4.1 Considerações sobre as interações grupais

O primeiro encontro foi marcado por grandes expectativas. A psicóloga que auxiliaria na observação da dinâmica do grupo ajudou na organização da sala e na recepção dos participantes. Não sabíamos quantos professores efetivamente compareceriam, e por isso, o encontro iniciou vinte minutos mais tarde quando entendemos que já tínhamos número suficiente de participantes (8) para iniciar o grupo focal.

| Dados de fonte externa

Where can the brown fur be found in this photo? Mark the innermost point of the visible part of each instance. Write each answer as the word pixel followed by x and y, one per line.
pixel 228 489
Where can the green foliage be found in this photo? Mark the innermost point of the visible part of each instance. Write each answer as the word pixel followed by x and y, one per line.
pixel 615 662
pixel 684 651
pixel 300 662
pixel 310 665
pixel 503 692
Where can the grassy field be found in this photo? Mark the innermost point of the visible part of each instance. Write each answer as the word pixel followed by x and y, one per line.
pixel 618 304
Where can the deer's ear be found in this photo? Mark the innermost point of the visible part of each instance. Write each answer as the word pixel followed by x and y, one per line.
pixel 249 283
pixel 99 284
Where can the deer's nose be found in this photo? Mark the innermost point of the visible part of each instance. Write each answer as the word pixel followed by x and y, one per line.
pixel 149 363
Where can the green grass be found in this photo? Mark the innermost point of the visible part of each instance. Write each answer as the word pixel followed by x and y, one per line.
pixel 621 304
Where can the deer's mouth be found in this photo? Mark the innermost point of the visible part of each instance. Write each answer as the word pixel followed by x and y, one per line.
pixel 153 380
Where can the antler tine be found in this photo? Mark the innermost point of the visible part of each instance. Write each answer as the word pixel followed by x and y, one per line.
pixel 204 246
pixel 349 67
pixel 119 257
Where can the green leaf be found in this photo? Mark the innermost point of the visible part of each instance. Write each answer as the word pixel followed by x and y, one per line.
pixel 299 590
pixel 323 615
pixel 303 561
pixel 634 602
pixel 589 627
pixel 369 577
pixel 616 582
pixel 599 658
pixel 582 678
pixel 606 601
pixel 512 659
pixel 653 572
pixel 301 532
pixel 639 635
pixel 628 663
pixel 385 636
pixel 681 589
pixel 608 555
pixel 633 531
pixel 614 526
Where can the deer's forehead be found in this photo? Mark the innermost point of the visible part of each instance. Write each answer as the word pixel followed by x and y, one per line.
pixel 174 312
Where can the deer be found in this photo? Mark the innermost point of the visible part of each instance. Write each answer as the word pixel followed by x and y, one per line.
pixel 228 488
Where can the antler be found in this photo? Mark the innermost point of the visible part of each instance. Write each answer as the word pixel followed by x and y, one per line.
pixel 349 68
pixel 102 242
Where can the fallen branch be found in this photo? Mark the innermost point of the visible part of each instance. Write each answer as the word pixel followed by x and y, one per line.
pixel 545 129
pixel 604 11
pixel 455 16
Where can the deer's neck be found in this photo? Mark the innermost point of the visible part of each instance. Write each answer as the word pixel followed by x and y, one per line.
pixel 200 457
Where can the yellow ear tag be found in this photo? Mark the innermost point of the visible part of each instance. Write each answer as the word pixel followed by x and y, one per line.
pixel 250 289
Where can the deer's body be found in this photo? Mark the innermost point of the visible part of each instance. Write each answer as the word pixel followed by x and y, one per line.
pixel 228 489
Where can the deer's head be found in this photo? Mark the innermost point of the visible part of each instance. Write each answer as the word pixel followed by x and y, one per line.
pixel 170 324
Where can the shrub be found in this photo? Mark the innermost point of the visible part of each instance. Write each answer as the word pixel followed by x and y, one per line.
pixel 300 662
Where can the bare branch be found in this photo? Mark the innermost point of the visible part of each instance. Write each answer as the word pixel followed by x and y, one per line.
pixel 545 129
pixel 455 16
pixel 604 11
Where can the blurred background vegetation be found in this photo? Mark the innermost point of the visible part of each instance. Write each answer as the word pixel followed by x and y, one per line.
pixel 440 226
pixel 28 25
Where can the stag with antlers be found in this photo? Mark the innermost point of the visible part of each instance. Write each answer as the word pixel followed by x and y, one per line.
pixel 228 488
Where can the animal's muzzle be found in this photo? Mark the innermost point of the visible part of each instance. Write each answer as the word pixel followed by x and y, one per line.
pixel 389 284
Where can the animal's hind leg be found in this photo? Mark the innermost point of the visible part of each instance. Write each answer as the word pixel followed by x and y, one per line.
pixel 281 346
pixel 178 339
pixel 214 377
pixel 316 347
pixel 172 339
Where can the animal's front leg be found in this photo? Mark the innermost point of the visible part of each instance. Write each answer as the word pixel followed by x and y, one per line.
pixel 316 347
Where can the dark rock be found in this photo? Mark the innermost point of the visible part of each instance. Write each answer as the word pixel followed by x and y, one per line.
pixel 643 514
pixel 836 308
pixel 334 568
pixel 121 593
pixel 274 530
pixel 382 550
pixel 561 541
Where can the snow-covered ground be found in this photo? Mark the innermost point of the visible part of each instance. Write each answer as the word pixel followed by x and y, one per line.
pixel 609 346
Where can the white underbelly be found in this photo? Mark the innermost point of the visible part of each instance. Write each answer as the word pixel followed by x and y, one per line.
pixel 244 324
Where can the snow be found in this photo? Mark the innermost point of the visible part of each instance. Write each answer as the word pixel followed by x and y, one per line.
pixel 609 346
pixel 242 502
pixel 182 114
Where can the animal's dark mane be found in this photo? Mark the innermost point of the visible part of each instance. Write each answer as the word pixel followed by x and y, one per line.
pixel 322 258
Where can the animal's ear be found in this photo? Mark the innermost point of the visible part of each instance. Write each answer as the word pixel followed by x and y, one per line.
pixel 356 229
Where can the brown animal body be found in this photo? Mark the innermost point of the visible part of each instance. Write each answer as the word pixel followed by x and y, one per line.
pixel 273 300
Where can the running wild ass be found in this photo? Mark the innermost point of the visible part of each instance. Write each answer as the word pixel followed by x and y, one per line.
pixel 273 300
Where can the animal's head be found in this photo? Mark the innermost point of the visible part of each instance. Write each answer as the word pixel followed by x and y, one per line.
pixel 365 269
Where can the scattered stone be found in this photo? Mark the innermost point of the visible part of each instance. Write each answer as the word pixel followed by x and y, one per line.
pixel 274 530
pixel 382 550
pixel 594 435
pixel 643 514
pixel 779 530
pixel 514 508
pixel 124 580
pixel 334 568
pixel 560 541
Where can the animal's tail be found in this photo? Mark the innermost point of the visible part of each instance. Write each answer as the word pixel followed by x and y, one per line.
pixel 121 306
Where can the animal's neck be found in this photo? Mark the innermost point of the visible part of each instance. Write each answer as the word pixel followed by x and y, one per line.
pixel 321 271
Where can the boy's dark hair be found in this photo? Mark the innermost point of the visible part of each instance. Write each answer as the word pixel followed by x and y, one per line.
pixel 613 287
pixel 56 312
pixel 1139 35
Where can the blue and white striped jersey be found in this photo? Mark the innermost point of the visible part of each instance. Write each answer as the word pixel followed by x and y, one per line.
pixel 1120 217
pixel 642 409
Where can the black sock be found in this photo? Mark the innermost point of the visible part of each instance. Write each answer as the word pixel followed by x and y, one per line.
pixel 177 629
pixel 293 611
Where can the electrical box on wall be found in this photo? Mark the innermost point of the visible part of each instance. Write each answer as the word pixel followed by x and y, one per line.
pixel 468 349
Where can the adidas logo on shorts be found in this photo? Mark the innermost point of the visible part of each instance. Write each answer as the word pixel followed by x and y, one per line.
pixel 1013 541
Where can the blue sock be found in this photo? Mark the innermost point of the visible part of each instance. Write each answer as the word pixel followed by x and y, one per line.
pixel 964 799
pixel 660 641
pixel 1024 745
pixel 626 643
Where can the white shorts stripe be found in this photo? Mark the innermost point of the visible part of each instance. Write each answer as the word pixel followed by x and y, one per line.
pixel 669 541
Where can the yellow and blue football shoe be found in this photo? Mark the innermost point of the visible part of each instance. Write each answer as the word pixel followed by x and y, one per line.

Alguns imprevistos pessoais, comentados pelos participantes presentes, impediram a vinda dos demais Segundos Professores13 selecionados.

Quando chegaram até a sala de reuniões, os professores que se conheciam foram sentando-se perto uns dos outros, enquanto os professores que vinham de outras cidades sentaram-se dispersamente nas cadeiras de auditório.

Compreendemos inicialmente que havia um esforço dos professores em estarem ali já que a maioria deles teria vindo diretamente de seus locais de trabalho. Visivelmente as professoras, todas mulheres, chegaram até o encontro cansadas. Algumas delas mal haviam chegado e já perguntavam pelo horário de término do encontro. Isso nos sinalizava sobre a notável condição de fadiga dos participantes e especialmente, do desafio em vencer as situações de cansaço pelo engajamento dos participantes nas discussões em grupo com foco nas interações grupais.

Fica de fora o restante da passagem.